Washington Tribes Oppose Canadian Pipeline, More Oil Tankers In Salish Sea
BY JOHN RYAN / KUOW
Tribal leaders and members from Washington state crossed the Salish Sea to oppose a pipeline that could bring more oil tankers to waters on both sides of U.S.-Canada border.
The Canadian government wants to expand the Trans Mountain Pipeline and triple the flow of oil from Alberta to the Pacific coast.
Members of the Lummi, Suquamish, Swinomish and Tulalip Tribes made the trip to Vancouver Island to support their Coast Salish relatives north of the border – and their relatives under water.
“Our relatives, the salmon and the killer whales, do not recognize this border,” Tulalip Tribes chair Marie Zackuse told Canada’s National Energy Board at a hearing in Victoria on Wednesday. “As Tulalip people, we share a sacred cultural bond with the killer whales. They are the symbol of our tribe, and it is our responsibility to speak up for them when they are in need.”
Canada’s Federal Court of Appeal halted the pipeline project in August after finding that the Canadian government failed to address the expanded pipeline’s aquatic impacts—from ship noise to oil spills—and for failing to consult with indigenous nations along its route from the prairies of Alberta to the hunting grounds of southern resident killer whales.
Since then, Canada’s National Energy Board has devoted 11 days to listening to indigenous nations all along the pipeline route.
While other interested parties have commented in writing, the board recognizes that much indigenous knowledge is passed down orally, and allows First Nations, as they’re known in Canada, to participate in their traditional format.
“Sharing your traditional knowledge and stories about the use of your traditional territory is of value to us,” board vice chair Lyne Mercier said at the hearing’s opening.
Following their tradition, leaders of four Washington tribes started the hearing with a “paddle song” to let the energy board know that they came in peace. But they also said they were ready to fight for the waters they call the Salish Sea.
“I have to come up to Canada and express the fight I have in me to save these species, save our culture,” commercial fisherman and Swinomish tribal senator Jeremy Wilbur said.
“We see the salmon decline. We see the orca decline. Well, it’s going up the chain. Who’s next? What’s next? When’s it our turn?” he said.
With an expanded pipeline, tanker traffic from the Port of Vancouver could increase from the current five ships per month to 34.
Tribal speakers said that passing oil tankers already make it dangerous to be out in fishing boats in the tribes’ traditional fishing areas and that the tankers destroy gear like crab pots and and salmon nets.
“That’s not letting us continue our way of life,” Lisa Wilson with the Lummi Nation said.
According to pipeline operator Trans Mountain, oil tankers will remain a small fraction of the shipping traffic on the Salish Sea, even if the flow of oil through its pipeline is tripled.

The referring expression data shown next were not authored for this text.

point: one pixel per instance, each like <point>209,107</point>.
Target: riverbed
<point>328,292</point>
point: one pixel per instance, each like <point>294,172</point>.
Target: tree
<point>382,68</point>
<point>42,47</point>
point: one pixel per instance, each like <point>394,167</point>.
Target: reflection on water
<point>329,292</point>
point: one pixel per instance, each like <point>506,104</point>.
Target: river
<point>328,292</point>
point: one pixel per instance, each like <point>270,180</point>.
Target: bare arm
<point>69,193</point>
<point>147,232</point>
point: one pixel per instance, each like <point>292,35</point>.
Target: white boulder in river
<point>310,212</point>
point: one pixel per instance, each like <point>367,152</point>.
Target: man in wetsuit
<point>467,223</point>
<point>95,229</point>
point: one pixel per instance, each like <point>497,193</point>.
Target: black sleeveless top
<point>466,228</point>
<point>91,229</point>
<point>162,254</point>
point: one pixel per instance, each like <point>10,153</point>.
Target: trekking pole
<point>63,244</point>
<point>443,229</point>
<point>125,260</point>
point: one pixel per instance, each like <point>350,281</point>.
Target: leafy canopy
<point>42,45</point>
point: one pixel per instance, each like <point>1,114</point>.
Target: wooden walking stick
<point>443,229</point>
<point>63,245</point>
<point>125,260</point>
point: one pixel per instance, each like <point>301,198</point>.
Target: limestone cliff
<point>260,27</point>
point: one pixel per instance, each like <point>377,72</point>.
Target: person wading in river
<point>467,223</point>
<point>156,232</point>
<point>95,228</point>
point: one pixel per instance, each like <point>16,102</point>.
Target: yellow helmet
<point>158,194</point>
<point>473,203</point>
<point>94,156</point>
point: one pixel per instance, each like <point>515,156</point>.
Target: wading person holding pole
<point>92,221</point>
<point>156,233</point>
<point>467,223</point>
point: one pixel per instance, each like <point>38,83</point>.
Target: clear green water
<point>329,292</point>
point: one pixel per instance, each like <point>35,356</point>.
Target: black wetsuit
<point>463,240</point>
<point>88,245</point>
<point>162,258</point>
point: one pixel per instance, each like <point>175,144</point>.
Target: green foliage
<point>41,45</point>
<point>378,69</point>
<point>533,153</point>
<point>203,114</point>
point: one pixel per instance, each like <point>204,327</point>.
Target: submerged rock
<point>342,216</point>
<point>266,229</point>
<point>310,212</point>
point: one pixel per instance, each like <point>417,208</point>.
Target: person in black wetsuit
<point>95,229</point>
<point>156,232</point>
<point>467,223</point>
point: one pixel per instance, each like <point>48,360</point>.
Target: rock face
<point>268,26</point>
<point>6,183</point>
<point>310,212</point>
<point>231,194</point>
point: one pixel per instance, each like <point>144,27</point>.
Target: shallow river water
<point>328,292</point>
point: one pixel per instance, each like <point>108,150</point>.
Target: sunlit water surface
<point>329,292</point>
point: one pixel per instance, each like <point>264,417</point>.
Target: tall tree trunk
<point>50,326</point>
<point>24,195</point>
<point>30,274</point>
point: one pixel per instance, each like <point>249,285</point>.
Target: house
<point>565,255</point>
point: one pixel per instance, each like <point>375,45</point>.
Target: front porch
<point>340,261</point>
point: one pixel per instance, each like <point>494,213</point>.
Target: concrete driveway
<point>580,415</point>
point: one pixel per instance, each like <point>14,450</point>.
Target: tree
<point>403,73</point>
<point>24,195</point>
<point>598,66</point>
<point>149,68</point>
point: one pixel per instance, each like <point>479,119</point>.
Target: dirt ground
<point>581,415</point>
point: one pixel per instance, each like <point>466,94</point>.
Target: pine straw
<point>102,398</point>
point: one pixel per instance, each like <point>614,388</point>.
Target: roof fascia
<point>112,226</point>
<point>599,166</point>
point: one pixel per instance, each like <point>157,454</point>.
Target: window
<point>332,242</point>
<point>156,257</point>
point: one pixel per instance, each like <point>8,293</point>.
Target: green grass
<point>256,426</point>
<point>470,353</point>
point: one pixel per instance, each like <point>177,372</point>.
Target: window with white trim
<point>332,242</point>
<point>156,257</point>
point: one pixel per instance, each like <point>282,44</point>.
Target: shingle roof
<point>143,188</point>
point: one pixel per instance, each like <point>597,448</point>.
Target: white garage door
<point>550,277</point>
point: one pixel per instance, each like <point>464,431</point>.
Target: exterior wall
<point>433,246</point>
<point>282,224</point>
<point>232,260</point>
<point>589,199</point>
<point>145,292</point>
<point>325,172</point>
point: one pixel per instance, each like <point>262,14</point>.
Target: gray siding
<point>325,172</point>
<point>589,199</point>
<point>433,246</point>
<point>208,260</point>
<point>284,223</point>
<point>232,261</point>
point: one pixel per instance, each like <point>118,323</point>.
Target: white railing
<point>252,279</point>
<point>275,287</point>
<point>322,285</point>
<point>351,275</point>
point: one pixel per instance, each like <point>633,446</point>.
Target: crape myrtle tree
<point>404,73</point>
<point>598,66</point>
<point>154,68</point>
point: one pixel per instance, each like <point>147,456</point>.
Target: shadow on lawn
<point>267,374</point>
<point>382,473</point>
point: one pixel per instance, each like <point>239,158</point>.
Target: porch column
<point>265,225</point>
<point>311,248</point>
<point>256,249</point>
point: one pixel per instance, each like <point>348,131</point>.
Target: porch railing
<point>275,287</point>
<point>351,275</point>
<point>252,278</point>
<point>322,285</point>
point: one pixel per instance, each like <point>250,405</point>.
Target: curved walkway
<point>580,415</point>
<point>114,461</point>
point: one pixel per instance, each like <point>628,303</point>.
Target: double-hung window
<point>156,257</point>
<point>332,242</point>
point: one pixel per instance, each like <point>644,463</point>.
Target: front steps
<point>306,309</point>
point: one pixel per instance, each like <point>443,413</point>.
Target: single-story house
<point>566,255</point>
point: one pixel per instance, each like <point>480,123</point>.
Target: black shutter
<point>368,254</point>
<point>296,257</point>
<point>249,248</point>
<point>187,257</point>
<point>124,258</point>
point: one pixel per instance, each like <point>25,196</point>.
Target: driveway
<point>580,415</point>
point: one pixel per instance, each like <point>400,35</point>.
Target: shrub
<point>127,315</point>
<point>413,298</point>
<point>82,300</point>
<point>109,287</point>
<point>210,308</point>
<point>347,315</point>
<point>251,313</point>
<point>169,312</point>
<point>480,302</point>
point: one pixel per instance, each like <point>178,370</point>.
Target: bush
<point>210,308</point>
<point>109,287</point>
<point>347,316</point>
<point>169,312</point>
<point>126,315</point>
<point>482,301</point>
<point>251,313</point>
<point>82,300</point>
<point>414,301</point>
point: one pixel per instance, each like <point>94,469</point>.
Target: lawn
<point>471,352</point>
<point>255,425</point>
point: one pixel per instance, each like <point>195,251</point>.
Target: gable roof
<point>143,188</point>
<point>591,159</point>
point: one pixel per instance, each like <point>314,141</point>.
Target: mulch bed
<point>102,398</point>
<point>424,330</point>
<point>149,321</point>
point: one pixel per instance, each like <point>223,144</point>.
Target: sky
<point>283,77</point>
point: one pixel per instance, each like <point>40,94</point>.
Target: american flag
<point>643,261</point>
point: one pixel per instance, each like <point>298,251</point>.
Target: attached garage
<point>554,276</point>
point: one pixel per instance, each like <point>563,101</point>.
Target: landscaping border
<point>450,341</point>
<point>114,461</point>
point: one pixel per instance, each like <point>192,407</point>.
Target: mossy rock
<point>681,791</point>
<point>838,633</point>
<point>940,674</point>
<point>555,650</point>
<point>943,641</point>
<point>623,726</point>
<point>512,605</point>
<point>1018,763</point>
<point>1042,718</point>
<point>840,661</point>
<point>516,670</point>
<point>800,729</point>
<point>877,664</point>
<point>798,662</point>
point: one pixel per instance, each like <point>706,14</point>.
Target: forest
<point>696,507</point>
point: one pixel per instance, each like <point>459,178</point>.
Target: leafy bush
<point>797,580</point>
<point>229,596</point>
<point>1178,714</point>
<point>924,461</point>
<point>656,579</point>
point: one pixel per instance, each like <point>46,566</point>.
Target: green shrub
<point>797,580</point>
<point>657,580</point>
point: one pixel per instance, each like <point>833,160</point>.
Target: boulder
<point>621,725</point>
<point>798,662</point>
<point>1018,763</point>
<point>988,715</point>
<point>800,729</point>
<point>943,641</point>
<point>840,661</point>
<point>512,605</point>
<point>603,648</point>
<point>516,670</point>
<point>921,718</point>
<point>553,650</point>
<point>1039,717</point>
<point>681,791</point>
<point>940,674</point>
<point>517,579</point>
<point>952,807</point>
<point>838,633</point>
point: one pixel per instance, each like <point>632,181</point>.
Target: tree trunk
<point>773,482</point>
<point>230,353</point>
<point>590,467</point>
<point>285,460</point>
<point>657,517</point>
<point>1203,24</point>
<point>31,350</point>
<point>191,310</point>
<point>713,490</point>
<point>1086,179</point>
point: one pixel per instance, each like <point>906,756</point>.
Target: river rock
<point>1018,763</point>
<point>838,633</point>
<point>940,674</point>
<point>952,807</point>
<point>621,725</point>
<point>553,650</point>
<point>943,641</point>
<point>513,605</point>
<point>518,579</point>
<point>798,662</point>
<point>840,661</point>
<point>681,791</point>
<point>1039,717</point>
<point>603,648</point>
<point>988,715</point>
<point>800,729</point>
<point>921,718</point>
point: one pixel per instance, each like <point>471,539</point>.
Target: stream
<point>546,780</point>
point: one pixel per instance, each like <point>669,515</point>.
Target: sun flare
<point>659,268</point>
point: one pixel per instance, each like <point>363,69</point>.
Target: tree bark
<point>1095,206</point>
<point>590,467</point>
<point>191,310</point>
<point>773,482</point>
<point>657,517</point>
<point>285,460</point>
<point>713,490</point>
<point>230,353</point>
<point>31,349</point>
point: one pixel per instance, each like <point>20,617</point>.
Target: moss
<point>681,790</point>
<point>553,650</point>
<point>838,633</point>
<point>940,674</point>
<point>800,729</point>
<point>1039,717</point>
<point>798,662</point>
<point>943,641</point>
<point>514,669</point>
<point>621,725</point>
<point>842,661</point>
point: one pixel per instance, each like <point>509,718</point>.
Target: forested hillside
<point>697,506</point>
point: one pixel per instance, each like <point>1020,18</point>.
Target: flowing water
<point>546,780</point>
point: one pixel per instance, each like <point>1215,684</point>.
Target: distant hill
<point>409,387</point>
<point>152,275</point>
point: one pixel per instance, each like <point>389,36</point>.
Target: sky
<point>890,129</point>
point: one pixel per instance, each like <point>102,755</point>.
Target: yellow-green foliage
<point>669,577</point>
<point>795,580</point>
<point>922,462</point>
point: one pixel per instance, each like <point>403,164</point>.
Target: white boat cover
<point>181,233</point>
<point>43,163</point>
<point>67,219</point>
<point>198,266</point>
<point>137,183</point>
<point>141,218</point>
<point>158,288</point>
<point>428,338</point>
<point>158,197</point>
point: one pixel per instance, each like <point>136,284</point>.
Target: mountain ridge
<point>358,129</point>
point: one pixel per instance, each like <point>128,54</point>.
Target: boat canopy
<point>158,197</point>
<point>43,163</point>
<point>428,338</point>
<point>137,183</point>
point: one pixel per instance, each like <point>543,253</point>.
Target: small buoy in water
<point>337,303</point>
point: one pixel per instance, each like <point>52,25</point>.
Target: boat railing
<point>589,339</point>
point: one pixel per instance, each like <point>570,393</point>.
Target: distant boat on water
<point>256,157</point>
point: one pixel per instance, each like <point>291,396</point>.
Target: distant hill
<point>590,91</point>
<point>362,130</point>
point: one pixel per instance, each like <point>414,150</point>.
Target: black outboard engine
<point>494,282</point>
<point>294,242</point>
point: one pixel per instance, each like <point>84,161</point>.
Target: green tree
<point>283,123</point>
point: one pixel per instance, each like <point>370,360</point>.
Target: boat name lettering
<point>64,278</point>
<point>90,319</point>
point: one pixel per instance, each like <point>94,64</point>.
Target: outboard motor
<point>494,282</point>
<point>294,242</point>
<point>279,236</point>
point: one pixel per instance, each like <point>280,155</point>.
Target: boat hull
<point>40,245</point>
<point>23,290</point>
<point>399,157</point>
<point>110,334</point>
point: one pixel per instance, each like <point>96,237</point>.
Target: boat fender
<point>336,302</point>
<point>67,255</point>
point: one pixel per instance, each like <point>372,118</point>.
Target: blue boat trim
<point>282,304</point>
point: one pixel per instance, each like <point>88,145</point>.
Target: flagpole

In written submissions, the company has said that the risk of oil spills is “well-managed” and that the company has committed to all 17 measures recommended by a Canadian government panel to improve oil spill safety.
The increased tanker traffic would have “a negligible effect” on the frequency of oil spills in the Salish Sea, according to Trans Mountain.
“The operation of project-related vessels is likely to result in significant adverse effects upon both the southern resident killer whale and indigenous cultural uses of this endangered species,” Justice Eleanor Dawson wrote in the August ruling that forced the National Energy Board to reconsider the already-approved pipeline project.
The remaining 74 southern resident killer whales are protected in the U.S. by the Endangered Species Act and in Canada by the Species at Risk Act.
While a major oil spill could have a catastrophic impact on the struggling whale population, everyday noise from boats and ships interferes with their ability to hunt by echolocation. Ship noise compounds the problem of dwindling numbers of salmon for the orcas to eat.
“If you’ve ever been underwater when a tanker, one of these big tankers, or even a ferry, goes by, four or five miles away, you can hear it underwater,” said Wilbur, who earns part of his living in a non-traditional fishery: diving for sea urchins and sea cucumbers. “And not just hear it, you can feel it in your body.”
“One of the many reasons our southern resident killer whales are about ready to go extinct,” Wilbur said.